Disney is very strong, it is certainly the strongest brand in family entertainment. And when the live action of The Little Mermaid is released in May, we will remind everyone of the power of the brand.
As for brands Marvel And Star Warsthe executive makes it clear that the company is carefully pondering the next steps, the approach to be adopted in the times to come.

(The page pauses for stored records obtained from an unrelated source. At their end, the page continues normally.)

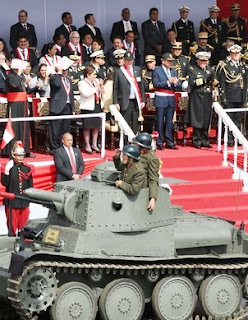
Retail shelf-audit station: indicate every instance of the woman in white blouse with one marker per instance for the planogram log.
(90, 102)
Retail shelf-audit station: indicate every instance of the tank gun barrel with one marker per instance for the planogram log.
(12, 196)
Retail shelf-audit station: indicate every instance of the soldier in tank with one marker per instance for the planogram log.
(151, 164)
(133, 176)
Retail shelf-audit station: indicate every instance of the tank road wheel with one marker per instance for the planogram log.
(75, 301)
(220, 295)
(122, 299)
(174, 298)
(37, 289)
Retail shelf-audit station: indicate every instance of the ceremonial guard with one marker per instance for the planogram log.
(215, 29)
(184, 29)
(133, 177)
(202, 46)
(16, 178)
(151, 164)
(235, 26)
(201, 82)
(233, 82)
(150, 61)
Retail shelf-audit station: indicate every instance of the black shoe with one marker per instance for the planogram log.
(209, 146)
(160, 147)
(30, 155)
(173, 147)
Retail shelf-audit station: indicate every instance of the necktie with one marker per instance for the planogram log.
(72, 161)
(127, 26)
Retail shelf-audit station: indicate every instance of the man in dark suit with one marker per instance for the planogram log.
(61, 103)
(184, 29)
(22, 28)
(121, 27)
(66, 28)
(89, 28)
(129, 91)
(165, 81)
(68, 160)
(24, 53)
(154, 35)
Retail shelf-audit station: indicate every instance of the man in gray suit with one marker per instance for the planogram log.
(68, 160)
(129, 91)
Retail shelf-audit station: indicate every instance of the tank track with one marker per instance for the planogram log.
(24, 314)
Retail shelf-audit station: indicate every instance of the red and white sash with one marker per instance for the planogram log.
(21, 56)
(133, 82)
(126, 47)
(98, 91)
(52, 62)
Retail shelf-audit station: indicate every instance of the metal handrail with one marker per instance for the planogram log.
(238, 138)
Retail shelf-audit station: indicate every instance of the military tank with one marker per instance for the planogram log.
(101, 252)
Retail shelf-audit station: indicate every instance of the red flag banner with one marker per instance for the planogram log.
(8, 134)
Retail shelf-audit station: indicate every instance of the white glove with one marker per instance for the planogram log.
(185, 85)
(8, 166)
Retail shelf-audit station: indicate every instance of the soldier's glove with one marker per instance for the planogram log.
(8, 166)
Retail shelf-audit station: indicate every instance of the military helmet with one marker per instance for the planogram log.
(144, 140)
(131, 151)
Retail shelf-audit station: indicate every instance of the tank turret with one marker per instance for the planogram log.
(101, 252)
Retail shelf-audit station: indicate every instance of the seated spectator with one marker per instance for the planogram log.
(68, 160)
(90, 93)
(40, 83)
(132, 172)
(49, 56)
(60, 41)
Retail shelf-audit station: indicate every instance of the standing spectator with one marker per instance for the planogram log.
(215, 29)
(117, 45)
(201, 81)
(61, 103)
(235, 26)
(68, 160)
(233, 83)
(66, 28)
(17, 177)
(129, 91)
(184, 29)
(50, 58)
(90, 92)
(130, 45)
(17, 103)
(40, 83)
(90, 28)
(154, 35)
(120, 28)
(24, 53)
(165, 81)
(74, 47)
(23, 28)
(60, 41)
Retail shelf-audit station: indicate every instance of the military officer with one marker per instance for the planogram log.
(201, 81)
(151, 164)
(200, 47)
(235, 26)
(214, 27)
(233, 83)
(184, 29)
(75, 73)
(181, 63)
(132, 172)
(150, 61)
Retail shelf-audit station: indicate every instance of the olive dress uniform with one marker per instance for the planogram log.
(200, 103)
(133, 176)
(151, 164)
(233, 83)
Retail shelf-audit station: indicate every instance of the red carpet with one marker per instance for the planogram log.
(208, 187)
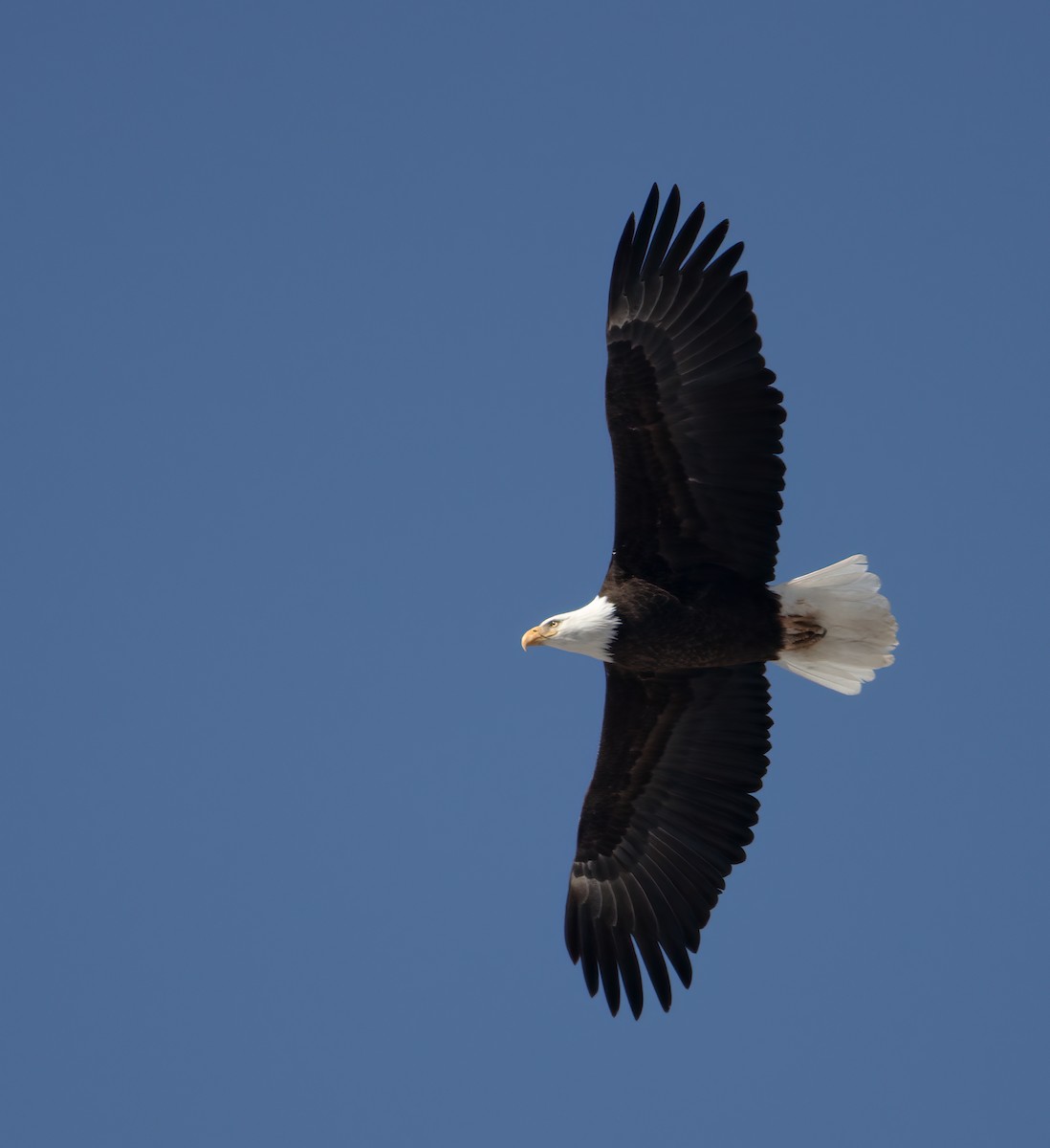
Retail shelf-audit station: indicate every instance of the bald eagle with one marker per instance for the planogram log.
(686, 619)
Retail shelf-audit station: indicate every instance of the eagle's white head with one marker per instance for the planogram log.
(588, 630)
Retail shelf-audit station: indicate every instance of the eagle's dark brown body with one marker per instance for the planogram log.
(720, 620)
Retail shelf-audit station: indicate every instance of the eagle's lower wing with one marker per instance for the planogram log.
(667, 815)
(692, 412)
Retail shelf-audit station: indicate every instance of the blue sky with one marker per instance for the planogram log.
(302, 429)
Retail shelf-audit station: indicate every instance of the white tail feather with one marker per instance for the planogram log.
(844, 601)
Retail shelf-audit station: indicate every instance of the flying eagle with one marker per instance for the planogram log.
(686, 618)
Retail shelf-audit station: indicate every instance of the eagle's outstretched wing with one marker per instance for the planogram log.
(668, 813)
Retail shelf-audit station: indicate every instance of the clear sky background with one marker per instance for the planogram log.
(302, 428)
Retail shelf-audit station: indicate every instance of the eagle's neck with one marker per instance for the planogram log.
(590, 629)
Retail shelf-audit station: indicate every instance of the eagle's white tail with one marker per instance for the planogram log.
(843, 601)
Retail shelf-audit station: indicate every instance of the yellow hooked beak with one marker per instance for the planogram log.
(532, 637)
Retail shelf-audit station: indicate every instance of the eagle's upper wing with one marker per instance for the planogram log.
(667, 815)
(692, 412)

What we have in mind with Marvel doesn’t necessarily have to do with the volume of what we want to tell, but rather with how many times we have to go back to drawing from the well of certain characters. Take the sequels: they tend to work well for us. But, for example, is there always a need for a third or fourth chapter? Or maybe you need to turn your attention to other characters? We have to evaluate which characters and stories to dig up. If you look at Marvel’s trajectory over the past five years, you’ll see a lot of new things. We will go back to the Avengers franchise, which will be, for example, a completely different team.
Then, turning his attention to Star Warsadds:
With Star Wars we have made three chapters, which we define as belonging to the Saga as sequels to the first six by George Lucas. They did well at the box office, in fact I would say terribly well. Then there were the two standalones, Rogue One and Solo. Rogue One did quite well, while Solo was a disappointment for us. But it was an opportunity to understand that we had chosen too aggressive a cadence. That’s why we decided to stay a while. We’re still developing Star Wars movies. But we want to make sure that when we make one, it’s the right one. This is the reason for our attention and caution.
Bb Iger explains that the reasoning that Disney intends to make will certainly be based on exploiting the weight of certain brands, but that, from now on, the focus will also be more on the quality of the offer rather than on the volume of the same.
HBO tried it well, in those halcyon days when it was high-quality programming that made the difference, not volume. Platforms require so much volume of stuff that you have to wonder if that’s the right decision to make, if it’s correct to abound with the offer, or if it makes more sense to be more cautious more – I used the word “judgmental” from time to time – but I would also say picky about what you do.
The prices and offers of the Disney Parks
The “new” The CEO admitted that the annoyance felt by fans in the face of the increase in the admission price to the parks implemented by the previous management was perfectly justified:
I’ve always believed that the Disney brand should need to be accessible. In our profit-driven zeal to increase profits, we may have been a little too aggressive on pricing. I think there’s a way that we can continue to grow our business while also being smart about pricing, so we maintain the business value of affordability.
At Disneyland in Anaheim and Walt Disney World in Orlando, the company has slashed some rates and reintroduced features that had been removed, such as free parking for hotel guests, easing reservation requirements for annual pass holders, and etc.
They have been extremely well received by consumers who we will continue to not only listen to but use as guides for our course adjustments.
What do you think of what Disney CEO Bob Iger outlined? If you are subscribed to BadTaste+ you can have your say below!